Matt Damon, My Other Hero!



Matt Damon's Not To Be Messed With
Actor Goes Off On Reporter, Cameraman

By Breeanna Hare, CNN

Posted: 10:37 am PDT August 3, 2011Updated: 11:37 am PDT August 3, 2011

(CNN) -- As Anderson Cooper pointed out on the Ridiculist Tuesday night, it's not the wisest idea to mess with Matt Damon.

The actor, whose mother is an educator, headed to Washington over the weekend to rally against the use of standardized testing as an indicator of how well teachers, students and schools are performing, and he's spoken out about a few other topics along the way.

He not only challenged a reporter who questioned a teacher's incentive to put in work on the job, but he also went after a cameraman who proposed that 10 percent of teachers are bad...and that perhaps 10 percent of people in any profession should rethink their careers. He wasn't done there, though.

Damon also responded to a question posed by a reporter about the debt ceiling debate.

"I'm so disgusted," the actor said. "I don't know what you do in the face of that kind of intransigence, so my heart does go out to the president, he's dealing with a lot."

Although Damon acknowledged the compromise wasn't easy, he continued, "The wealthy are paying less than they've paid at any time, certainly in my lifetime and probably in the last century. I don't know what they were paying in the Roaring '20s, but it's criminal that so little is asked of people who are getting so much. I don't mind paying more, I really don't mind paying more taxes. I'd rather pay more for taxes than cut Reading is Fundamental or Head Start, or some of these programs that are really helping kids. This is the greatest country in the world, is it that much worse if you pay 6 percent more in taxes? Give me a break. Look at what you get for it. You get to be American."

Are the wealthy who make $250,000 and above job creators? Damon doesn't think so.

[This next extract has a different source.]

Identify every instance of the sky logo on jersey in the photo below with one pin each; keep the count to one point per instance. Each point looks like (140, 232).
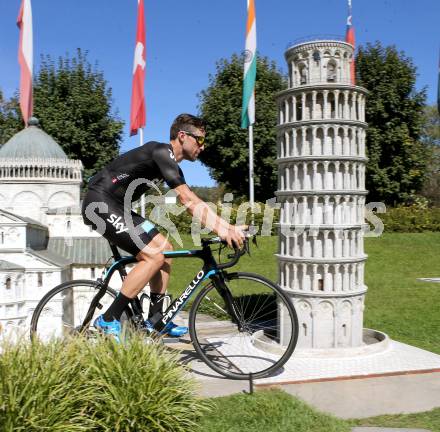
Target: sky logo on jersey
(115, 221)
(119, 177)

"I didn't start a small business with my tax break, and I don't know anybody else who did. Everybody's socking their money away. Nobody started a business with their first tax cut...that just defies common sense. I was against those tax cuts, they were ridiculous. So little is asked of the upper class anyway, what percent of them or their kids are fighting in any of these wars?...If you walk down Fifth Avenue, there's no sense of shared sacrifice."